Barnes and Noble is doing some brilliant things in marketing the Nook, something libraries could take a lesson from. Part of what’s brilliant about it is that they are taking a device which might “steal” business away from their physical stores, and making it work in a way that actually brings customers back in the door.
1. They have a manned booth set up at the front of the store, with pricing and an attractive display. Covers are prominently displayed as well. An informed attendant is there to explain features of the Nook and they have several there which you can handle and play with. (Lesson from the Apple stores?)
2. If you buy one, you can read any book FOR FREE in the store for two hours. (Thus luring customers back into the store, where of course being book people, they may purchase something or buy some coffee.)
3. If you buy one, they send out weekly coupons for discounts at the store or free drinks — you can bring in your Nook and get free coffee from the cafe, for example.
4. Users can “trade” a book to another user for 2 weeks.
Even the website for the Nook has a more attractive and informative layout than the Kindle’s. The format/logo is similar to what you see on the signage in the store’s booth, so it ties it together and all the features are prominently explained.
While the Kindle does have some advantageous features that the Nook doesn’t have and prior to seeing this marketing in the store, I wouldn’t even have considered the Nook, the marketing has convinced me that they are players in this market. I’m even considering purchasing some for the library because I also like the touch screen menu feature as well as the sharing options.

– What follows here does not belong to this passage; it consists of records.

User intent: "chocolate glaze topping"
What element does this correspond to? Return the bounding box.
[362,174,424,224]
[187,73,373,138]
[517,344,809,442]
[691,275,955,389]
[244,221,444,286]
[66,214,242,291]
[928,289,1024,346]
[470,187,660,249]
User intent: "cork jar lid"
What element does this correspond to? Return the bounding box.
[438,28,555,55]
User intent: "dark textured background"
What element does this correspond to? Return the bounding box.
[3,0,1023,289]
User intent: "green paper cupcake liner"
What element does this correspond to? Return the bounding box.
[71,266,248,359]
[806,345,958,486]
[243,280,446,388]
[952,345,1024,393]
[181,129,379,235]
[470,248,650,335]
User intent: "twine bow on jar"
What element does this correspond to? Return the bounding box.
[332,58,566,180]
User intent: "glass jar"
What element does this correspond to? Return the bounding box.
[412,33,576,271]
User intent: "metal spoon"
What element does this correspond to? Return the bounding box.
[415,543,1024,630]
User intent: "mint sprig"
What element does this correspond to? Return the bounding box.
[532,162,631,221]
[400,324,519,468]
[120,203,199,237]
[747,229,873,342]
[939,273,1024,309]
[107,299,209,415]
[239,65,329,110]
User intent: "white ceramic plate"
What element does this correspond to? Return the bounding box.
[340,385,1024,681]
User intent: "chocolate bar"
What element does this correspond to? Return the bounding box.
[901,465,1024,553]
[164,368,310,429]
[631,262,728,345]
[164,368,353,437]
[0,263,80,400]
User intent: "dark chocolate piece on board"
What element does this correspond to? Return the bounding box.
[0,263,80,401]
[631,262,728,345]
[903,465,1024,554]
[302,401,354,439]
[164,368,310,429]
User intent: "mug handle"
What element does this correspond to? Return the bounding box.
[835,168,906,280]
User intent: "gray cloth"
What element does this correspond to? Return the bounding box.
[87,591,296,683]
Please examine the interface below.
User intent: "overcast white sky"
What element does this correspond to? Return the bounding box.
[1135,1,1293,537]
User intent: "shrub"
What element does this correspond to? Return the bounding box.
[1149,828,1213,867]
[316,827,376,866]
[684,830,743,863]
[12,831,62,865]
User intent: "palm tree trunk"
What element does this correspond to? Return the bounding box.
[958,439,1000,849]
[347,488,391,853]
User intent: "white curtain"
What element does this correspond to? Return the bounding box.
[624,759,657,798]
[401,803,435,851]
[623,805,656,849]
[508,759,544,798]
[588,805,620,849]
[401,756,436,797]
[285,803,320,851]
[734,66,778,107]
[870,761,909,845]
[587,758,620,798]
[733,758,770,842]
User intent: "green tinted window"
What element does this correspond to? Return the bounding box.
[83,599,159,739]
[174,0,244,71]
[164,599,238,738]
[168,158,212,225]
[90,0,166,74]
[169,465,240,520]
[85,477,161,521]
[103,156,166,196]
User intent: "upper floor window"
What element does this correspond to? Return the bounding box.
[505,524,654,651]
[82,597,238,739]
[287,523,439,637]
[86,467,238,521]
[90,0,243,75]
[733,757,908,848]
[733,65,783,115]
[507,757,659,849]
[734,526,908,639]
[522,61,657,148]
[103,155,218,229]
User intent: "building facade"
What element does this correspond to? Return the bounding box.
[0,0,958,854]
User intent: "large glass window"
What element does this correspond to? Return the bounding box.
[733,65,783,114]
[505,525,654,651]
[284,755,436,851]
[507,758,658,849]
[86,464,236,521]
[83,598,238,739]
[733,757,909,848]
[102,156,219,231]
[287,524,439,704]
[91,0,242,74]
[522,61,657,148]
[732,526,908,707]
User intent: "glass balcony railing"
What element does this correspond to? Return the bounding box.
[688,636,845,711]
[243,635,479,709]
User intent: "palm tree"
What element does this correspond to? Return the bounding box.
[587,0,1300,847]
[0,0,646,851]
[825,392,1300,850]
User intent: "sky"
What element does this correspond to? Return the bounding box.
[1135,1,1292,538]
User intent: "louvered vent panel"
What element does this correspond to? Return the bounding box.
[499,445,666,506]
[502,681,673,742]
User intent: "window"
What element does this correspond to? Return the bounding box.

So what can we learn from this?
1. Think about your branding, its style, and how it identifies your program and creates a positive association. And if you haven’t “branded” your library somehow, think about how you could do it. Could students help create a logo? Does your library have a “name” or is it the “library?” How can the branding tie in all the things that you want to convey to your customers in a simple direct way?
2. Think about how the way you market the library can draw return visits by students. When they walk out the door, what brings them back again? Contests, book exchanges, incentives, coupons for a free hot chocolate on a Friday, web 2.0 smackdowns…?
3. Consider how your virtual library functions can draw students into your “physical” library. Something on your website that directs students to come in to “retrieve” something (a coupon, contest, bookmark, assistance, tutoring, etc.?)
4. Consider how your library can facilitate students sharing with one another. An online book forum? a library book sharing group? Ways to share reviews, like an “I recommend” shelf? How do you facilitate sharing beyond book resources–good or fun websites of the week, etc?
5. Do you have a “greeter” or “information station” right when students come in the door? Just a person there waiting to tell people more about your library? It may sound a little “silly” but just having a person standing in there in a nice booth with Nooks on display front and center in the store waiting to talk to customers and raving about the product creates more business. Of course with staff reductions this may be impossible, but think about what students and staff see when they come in the door. Put your best foot forward.
6. As your library becomes more virtual, or adds Kindles, Nooks, laptops, iPads–whatever–think about how you can connect the electronic to the physical presence.
Looking at the ways bookstores are doing things right (or wrong for that matter) can help inform our practices in our own libraries. Other ideas that you’ve noticed about marketing and the e-book readers? I’d love to hear them.